Leggendo l’indagine trimestrale sulla raccolta ordini dei costruttori italiani di macchine utensili, elaborata dal Centro Studi di Ucimu, relativa al primo trimestre 2024 e confrontata con i risultati dello stesso periodo dell’anno precedente (-18,9%), parrebbe in atto un abbattimento della volontà di tutto il mondo industriale di investire sul proprio futuro.
Verrebbe da pensare a un futuro che agisce esattamente in contrapposizione con quanto proposto, negli ultimi 150 anni, dallo sviluppo industriale. Invece dobbiamo fare considerazioni diverse.
In primo luogo, è stato preso come livello base per costruire l’indice degli ordini l’anno 2021, il periodo di maggior ingresso di ordinativi da quando esiste la macchina utensile moderna. Di fronte a una crescita così rapida e significativa della raccolta ordini, le aziende italiane produttrici di macchine utensili si sono trovate in difficoltà nel rispondere alla domanda, sia nazionale che internazionale, per due precisi motivi: da un lato l’impossibilità di variare in tempi brevi la propria organizzazione produttiva, dall’altro la mancanza di molte materie prime essenziali per costruire i macchinari a causa del conflitto Russia-Ucraina e la minore disponibilità, in particolare da parte cinese, di materiali in quanto necessari a loro in questo momento di sviluppo industriale.
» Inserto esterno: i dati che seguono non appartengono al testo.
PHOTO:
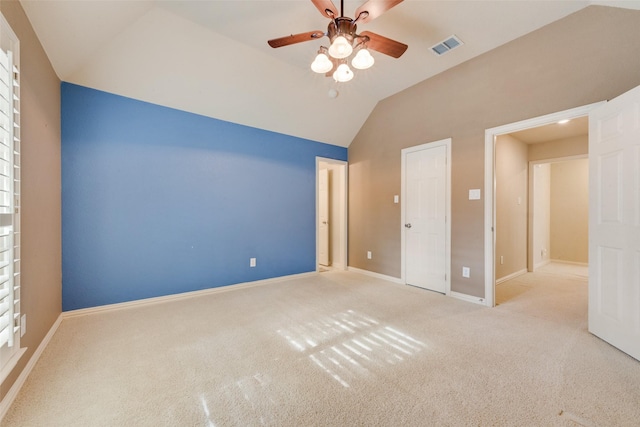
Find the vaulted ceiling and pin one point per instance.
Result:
(212, 57)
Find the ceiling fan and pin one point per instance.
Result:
(341, 32)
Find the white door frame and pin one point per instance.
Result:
(403, 194)
(490, 184)
(343, 220)
(530, 222)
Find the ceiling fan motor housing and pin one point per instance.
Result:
(342, 26)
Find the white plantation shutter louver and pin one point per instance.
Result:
(9, 196)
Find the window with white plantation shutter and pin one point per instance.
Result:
(9, 198)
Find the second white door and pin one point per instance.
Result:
(425, 178)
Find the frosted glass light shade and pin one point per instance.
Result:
(322, 64)
(340, 48)
(362, 60)
(343, 73)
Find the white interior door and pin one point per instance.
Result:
(614, 222)
(425, 237)
(323, 217)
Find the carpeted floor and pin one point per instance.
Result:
(337, 349)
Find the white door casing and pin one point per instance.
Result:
(338, 211)
(489, 185)
(323, 217)
(425, 207)
(614, 222)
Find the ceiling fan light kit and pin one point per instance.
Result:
(341, 32)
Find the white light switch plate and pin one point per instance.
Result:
(474, 194)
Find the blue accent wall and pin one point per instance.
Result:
(157, 201)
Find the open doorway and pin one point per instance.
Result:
(331, 214)
(515, 255)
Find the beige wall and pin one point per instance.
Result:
(511, 200)
(576, 146)
(581, 59)
(540, 215)
(41, 209)
(570, 211)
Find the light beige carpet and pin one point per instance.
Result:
(336, 349)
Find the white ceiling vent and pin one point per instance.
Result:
(446, 45)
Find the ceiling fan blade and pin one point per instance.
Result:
(384, 45)
(296, 38)
(373, 9)
(327, 8)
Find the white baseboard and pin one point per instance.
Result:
(511, 276)
(541, 264)
(181, 296)
(5, 404)
(377, 275)
(561, 261)
(468, 298)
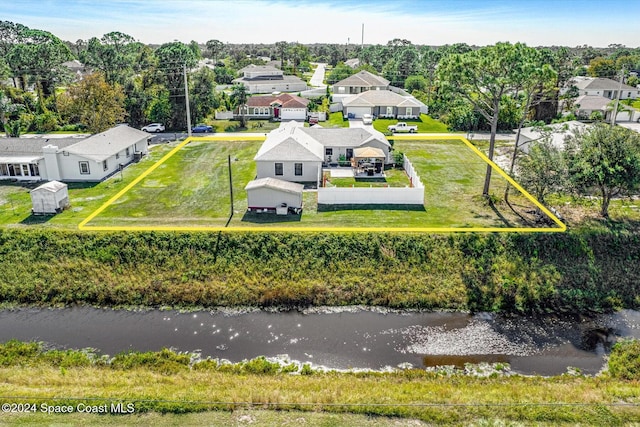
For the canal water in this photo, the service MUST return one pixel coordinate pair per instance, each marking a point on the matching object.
(336, 338)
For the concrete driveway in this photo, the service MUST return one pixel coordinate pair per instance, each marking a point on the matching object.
(318, 76)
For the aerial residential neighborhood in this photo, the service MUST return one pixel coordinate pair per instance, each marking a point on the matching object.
(319, 213)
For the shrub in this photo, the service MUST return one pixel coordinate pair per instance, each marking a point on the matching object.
(624, 361)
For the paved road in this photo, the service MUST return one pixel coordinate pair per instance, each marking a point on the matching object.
(318, 76)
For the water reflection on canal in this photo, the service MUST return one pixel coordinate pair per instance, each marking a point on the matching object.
(336, 338)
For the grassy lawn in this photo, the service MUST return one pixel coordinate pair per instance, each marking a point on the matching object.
(15, 201)
(192, 189)
(220, 126)
(336, 120)
(425, 125)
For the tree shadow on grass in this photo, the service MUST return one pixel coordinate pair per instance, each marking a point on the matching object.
(270, 218)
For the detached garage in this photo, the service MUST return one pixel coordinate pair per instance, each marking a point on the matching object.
(49, 198)
(271, 194)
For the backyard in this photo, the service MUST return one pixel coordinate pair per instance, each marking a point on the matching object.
(191, 189)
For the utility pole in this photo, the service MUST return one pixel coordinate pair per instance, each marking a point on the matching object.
(186, 99)
(614, 113)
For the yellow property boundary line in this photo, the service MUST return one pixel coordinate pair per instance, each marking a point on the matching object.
(561, 227)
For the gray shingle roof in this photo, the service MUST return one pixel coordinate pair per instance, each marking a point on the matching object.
(276, 184)
(363, 79)
(379, 98)
(103, 145)
(600, 83)
(26, 146)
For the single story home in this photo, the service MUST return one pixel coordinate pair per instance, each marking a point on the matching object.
(557, 133)
(284, 106)
(88, 159)
(268, 79)
(586, 105)
(360, 82)
(271, 193)
(381, 103)
(297, 154)
(599, 86)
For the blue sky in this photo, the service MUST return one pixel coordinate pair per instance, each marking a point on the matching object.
(535, 22)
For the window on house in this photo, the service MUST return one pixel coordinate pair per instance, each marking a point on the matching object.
(84, 168)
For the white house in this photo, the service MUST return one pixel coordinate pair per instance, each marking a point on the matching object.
(381, 103)
(88, 159)
(272, 193)
(268, 79)
(360, 82)
(283, 106)
(598, 86)
(297, 154)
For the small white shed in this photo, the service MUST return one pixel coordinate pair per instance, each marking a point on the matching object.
(268, 194)
(49, 198)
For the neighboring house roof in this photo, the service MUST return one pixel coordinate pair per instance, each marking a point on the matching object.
(259, 68)
(285, 100)
(599, 83)
(346, 137)
(31, 146)
(378, 98)
(353, 63)
(307, 144)
(269, 80)
(558, 132)
(286, 143)
(363, 79)
(103, 145)
(275, 184)
(51, 186)
(592, 102)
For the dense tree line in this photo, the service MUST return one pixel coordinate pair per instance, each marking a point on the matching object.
(151, 78)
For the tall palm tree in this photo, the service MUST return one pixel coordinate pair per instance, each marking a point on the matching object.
(239, 99)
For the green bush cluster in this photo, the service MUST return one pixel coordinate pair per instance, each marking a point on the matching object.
(519, 273)
(624, 361)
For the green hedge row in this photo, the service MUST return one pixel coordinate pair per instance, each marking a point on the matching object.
(575, 271)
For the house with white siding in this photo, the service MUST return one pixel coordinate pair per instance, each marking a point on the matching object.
(268, 79)
(88, 159)
(297, 154)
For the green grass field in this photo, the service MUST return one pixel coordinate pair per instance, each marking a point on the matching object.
(192, 189)
(425, 125)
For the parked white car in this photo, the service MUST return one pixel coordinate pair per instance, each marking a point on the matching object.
(154, 128)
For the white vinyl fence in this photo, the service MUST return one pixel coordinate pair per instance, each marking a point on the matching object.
(376, 195)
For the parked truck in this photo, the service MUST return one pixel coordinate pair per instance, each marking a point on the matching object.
(402, 127)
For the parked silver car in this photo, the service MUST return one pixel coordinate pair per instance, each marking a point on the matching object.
(154, 128)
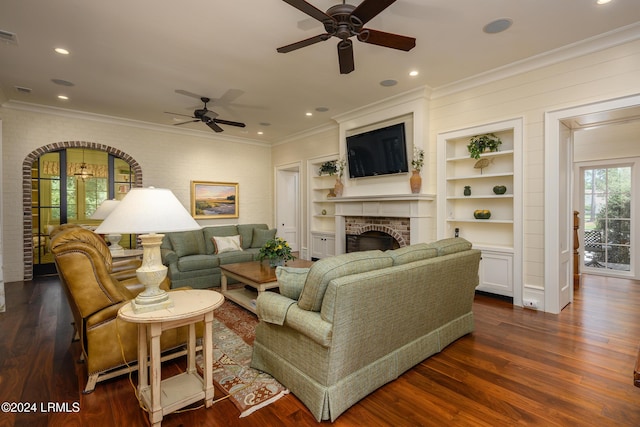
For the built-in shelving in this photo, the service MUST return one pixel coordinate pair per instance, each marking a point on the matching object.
(500, 236)
(321, 209)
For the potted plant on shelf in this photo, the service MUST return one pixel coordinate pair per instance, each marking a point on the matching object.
(417, 163)
(277, 251)
(328, 168)
(340, 165)
(478, 144)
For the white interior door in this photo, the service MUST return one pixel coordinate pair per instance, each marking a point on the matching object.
(288, 206)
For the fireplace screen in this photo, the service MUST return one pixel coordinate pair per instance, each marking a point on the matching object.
(370, 240)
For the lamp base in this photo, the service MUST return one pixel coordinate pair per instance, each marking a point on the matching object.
(114, 240)
(145, 304)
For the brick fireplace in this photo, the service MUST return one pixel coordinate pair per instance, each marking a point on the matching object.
(406, 218)
(373, 228)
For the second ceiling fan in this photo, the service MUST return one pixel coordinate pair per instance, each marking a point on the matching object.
(345, 21)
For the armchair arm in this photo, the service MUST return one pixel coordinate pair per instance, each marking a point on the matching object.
(272, 307)
(310, 324)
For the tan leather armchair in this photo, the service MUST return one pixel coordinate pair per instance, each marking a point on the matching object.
(85, 265)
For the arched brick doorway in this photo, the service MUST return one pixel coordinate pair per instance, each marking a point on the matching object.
(27, 222)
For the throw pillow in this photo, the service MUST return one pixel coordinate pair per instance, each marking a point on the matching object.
(187, 242)
(291, 281)
(223, 244)
(260, 237)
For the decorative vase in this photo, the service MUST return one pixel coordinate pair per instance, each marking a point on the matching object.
(499, 189)
(275, 262)
(338, 188)
(415, 182)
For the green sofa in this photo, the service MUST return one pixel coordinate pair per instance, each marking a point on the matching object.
(191, 256)
(354, 322)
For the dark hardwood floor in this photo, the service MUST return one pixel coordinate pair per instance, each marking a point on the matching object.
(519, 367)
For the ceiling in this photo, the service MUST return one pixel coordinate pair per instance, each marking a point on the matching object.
(128, 58)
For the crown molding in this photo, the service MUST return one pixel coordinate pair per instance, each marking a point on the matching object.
(119, 121)
(594, 44)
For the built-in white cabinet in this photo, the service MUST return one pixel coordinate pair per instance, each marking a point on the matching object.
(499, 236)
(321, 209)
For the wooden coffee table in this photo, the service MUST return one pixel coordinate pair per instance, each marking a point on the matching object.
(256, 274)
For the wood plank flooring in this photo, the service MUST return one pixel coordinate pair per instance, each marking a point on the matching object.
(519, 367)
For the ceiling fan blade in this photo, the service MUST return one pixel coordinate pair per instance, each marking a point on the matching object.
(368, 9)
(345, 56)
(179, 114)
(212, 124)
(304, 43)
(382, 38)
(309, 9)
(187, 93)
(230, 123)
(188, 121)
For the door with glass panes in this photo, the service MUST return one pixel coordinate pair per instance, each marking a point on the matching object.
(67, 186)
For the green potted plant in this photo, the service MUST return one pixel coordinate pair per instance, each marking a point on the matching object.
(478, 144)
(328, 168)
(277, 251)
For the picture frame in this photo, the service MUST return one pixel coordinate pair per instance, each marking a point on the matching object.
(214, 200)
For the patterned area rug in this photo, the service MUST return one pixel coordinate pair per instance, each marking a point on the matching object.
(233, 334)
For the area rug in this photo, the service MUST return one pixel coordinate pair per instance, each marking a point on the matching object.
(248, 389)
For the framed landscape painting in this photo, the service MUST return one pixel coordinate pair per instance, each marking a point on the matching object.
(214, 199)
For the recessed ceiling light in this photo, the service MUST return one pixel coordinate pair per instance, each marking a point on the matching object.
(497, 26)
(62, 82)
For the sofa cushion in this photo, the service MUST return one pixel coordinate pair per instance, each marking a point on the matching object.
(451, 245)
(412, 253)
(223, 244)
(235, 256)
(327, 269)
(246, 231)
(291, 281)
(260, 237)
(197, 262)
(187, 242)
(222, 230)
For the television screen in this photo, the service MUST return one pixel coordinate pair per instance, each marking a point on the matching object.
(378, 152)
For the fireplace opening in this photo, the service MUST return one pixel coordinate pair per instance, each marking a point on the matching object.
(370, 240)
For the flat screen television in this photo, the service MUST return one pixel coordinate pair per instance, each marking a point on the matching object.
(378, 152)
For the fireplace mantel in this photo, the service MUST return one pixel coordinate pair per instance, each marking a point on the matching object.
(419, 208)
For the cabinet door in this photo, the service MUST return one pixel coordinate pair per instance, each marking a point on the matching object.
(496, 273)
(317, 246)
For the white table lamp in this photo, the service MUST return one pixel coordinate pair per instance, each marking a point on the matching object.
(147, 211)
(103, 212)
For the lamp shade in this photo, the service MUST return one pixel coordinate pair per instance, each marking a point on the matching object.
(105, 209)
(148, 210)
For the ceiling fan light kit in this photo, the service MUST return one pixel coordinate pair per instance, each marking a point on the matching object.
(208, 117)
(345, 21)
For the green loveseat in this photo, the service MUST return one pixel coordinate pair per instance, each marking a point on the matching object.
(354, 322)
(191, 255)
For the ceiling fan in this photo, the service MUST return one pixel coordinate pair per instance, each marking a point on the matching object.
(345, 21)
(208, 117)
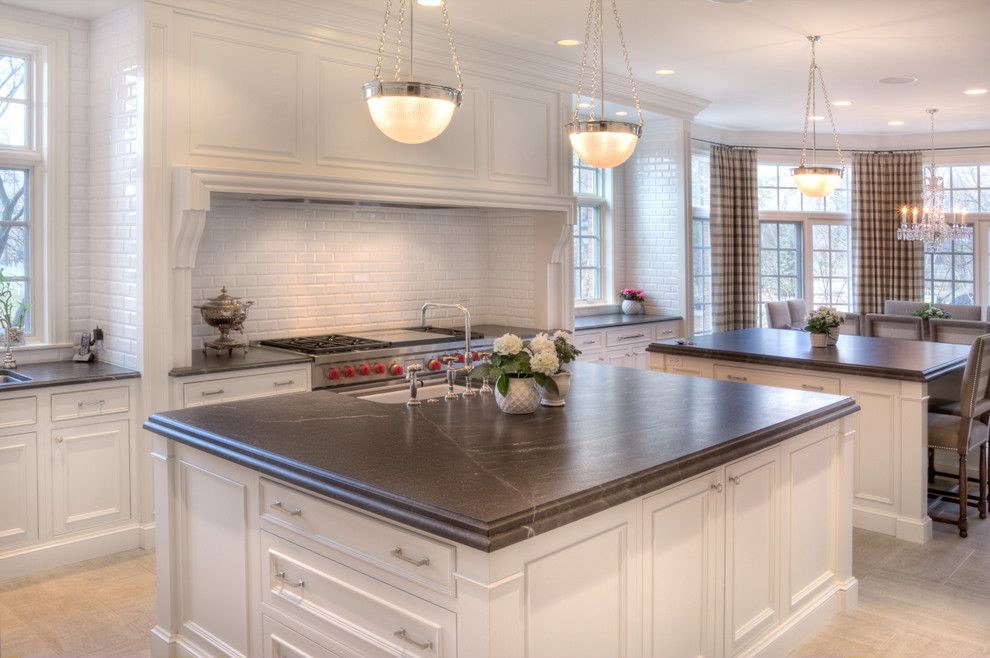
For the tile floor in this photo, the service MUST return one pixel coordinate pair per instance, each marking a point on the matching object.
(931, 600)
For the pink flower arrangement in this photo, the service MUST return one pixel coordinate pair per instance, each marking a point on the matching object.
(632, 294)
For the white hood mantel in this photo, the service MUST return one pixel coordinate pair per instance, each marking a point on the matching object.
(193, 190)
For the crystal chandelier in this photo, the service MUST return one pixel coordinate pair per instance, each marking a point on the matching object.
(816, 181)
(931, 227)
(597, 141)
(407, 111)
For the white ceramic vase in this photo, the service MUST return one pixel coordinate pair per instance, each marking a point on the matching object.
(523, 396)
(632, 307)
(563, 381)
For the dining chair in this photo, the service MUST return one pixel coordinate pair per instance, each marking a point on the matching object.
(893, 326)
(963, 433)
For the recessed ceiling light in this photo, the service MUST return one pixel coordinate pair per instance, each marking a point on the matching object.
(898, 80)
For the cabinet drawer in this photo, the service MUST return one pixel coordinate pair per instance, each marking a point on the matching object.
(346, 605)
(95, 402)
(17, 412)
(625, 335)
(260, 385)
(588, 340)
(780, 379)
(412, 556)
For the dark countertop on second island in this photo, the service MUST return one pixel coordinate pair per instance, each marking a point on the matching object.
(588, 322)
(893, 358)
(65, 373)
(468, 472)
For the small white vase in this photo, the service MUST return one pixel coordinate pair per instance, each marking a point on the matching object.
(632, 307)
(563, 381)
(523, 396)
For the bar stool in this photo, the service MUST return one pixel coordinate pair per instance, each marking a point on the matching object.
(964, 432)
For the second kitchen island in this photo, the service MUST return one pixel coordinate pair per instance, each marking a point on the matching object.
(654, 515)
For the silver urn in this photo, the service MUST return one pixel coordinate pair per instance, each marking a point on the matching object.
(226, 314)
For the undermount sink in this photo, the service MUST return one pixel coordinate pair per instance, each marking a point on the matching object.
(12, 377)
(401, 395)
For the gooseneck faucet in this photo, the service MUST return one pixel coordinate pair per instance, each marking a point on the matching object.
(468, 361)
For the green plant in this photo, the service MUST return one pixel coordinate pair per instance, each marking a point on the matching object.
(929, 311)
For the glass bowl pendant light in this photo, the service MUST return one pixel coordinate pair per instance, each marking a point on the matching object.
(600, 142)
(815, 180)
(407, 111)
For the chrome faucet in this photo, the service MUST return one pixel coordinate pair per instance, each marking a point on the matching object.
(468, 361)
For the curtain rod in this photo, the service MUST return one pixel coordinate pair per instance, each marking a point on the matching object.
(795, 148)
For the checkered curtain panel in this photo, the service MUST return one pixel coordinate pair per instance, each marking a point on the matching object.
(883, 266)
(735, 227)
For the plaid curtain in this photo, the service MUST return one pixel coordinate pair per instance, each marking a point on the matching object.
(735, 228)
(883, 266)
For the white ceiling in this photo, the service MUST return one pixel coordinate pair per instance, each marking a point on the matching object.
(751, 59)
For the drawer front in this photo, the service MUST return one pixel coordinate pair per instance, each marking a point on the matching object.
(407, 554)
(245, 387)
(780, 379)
(589, 340)
(346, 605)
(95, 402)
(18, 412)
(640, 333)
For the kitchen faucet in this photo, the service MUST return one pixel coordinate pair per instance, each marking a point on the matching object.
(466, 369)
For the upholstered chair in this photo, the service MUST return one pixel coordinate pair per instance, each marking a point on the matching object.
(893, 326)
(963, 433)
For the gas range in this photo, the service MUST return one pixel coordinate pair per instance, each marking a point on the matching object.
(376, 358)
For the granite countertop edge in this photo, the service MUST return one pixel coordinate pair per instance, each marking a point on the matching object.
(804, 364)
(503, 532)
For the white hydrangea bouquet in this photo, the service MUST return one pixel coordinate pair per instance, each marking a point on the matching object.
(539, 358)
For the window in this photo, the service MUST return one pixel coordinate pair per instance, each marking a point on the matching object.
(590, 234)
(780, 263)
(949, 272)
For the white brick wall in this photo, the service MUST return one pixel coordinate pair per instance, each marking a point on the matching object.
(653, 216)
(322, 267)
(110, 245)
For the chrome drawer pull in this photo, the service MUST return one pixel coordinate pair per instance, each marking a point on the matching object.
(298, 583)
(279, 507)
(397, 553)
(404, 636)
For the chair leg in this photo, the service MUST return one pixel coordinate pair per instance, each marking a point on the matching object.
(963, 496)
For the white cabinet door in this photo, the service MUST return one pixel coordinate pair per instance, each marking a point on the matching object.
(18, 489)
(90, 476)
(752, 538)
(682, 540)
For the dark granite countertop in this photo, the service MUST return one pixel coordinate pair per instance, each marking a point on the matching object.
(64, 373)
(618, 320)
(893, 358)
(468, 472)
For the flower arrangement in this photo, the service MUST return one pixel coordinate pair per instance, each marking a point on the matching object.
(931, 311)
(540, 358)
(824, 320)
(632, 294)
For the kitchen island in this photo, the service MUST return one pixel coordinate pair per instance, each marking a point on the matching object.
(654, 515)
(891, 379)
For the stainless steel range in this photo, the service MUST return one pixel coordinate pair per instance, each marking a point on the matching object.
(377, 358)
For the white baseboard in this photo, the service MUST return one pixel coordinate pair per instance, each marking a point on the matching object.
(76, 548)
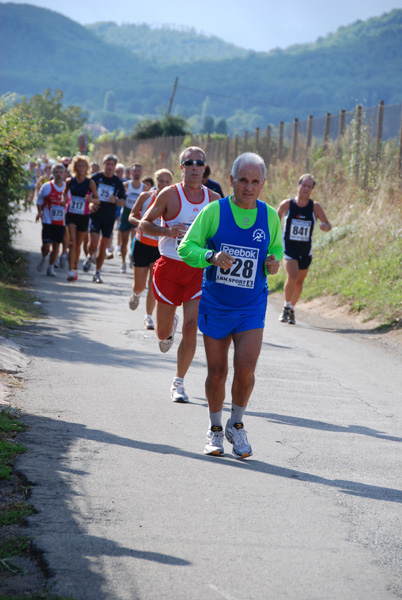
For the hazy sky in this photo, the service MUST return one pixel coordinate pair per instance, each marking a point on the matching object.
(256, 24)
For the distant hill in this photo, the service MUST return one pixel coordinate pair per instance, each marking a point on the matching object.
(360, 63)
(166, 45)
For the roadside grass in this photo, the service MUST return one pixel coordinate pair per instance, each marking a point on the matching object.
(16, 306)
(38, 596)
(16, 303)
(359, 262)
(9, 447)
Sul mercato interno, inoltre, è stata sviluppata una comunicazione troppo incentrata sul divenire delle nuove incentivazioni (Piano transizione 5.0), che ancora non sono operative, facendo dimenticare quanto di buono ancora esiste sul fronte incentivi (Piano transizione 4.0): 20% di credito di imposta sul valore dei macchinari 4.0 interconnessi a cui aggiungere la Sabatini.
I continui annunci di partenza del Piano transizione 5.0 hanno di fatto bloccato anche chi la voglia e necessità di investire la sente.
Dando uno sguardo ai mercati stranieri, pur di fronte a una sostanziale tenuta, risulta evidente la difficoltà dell’economia tedesca che ha ridotto gli investimenti. Per sopperire a tale diminuzione le nostre aziende hanno dovuto, ancor di più, rivolgersi a mercati lontani come Usa, dove stiamo conquistando quote di mercato, Cina, che però mira a essere sempre più autosufficiente, India, un mercato difficilissimo per chi intende stabilire un rapporto che duri nel tempo, e Messico, in quanto Paese grande fornitore di tutto il Nord America.
Va inoltre sottolineato che le vicende belliche hanno bloccato ogni azione di sviluppo verso un grande mercato come la Russia.
Se invece guardiamo ai settori di sbocco è evidente come la transizione dal motore endotermico all’elettrico stia penalizzando un grande continente manifatturiero come l’Europa che, in alcuni casi, ha accentuato la sostenibilità ambientale a scapito di quella economica che potrebbe aver riflessi sul sociale.
Bastava porre degli obiettivi di sostenibilità ambientale da perseguire rispettando il principio di neutralità tecnologica. Le nuove tecnologie, finora più applicate al miglioramento della fabbrica, ritengo vadano spinte verso un maggior utilizzo in campi che creino vantaggi sia ai produttori di macchine che ai loro clienti: ad esempio, utilizzo dei dati rilasciati dalla digitalizzazione dei mezzi di produzione per lo sviluppo della manutenzione predittiva, e di tutto quanto attorno alla macchina può essere considerato servizio che ne accresca il valore.
Non ultimo va considerata la necessità di rendere disponibili mezzi produttivi a noleggio, in quanto sarà sempre più necessario saper rispondere a tutte le esigenze del cliente che potrebbe avere commesse di limitato periodo.
Spesso questo parrebbe essere in contrasto con la poca fungibilità dei beni strumentali, ma si tratta di un fenomeno in atto che obbligherà i produttori a ideare pacchetti per il cliente con soluzioni studiate ad hoc che comprendano macchine e servizi, tra cui la formazione.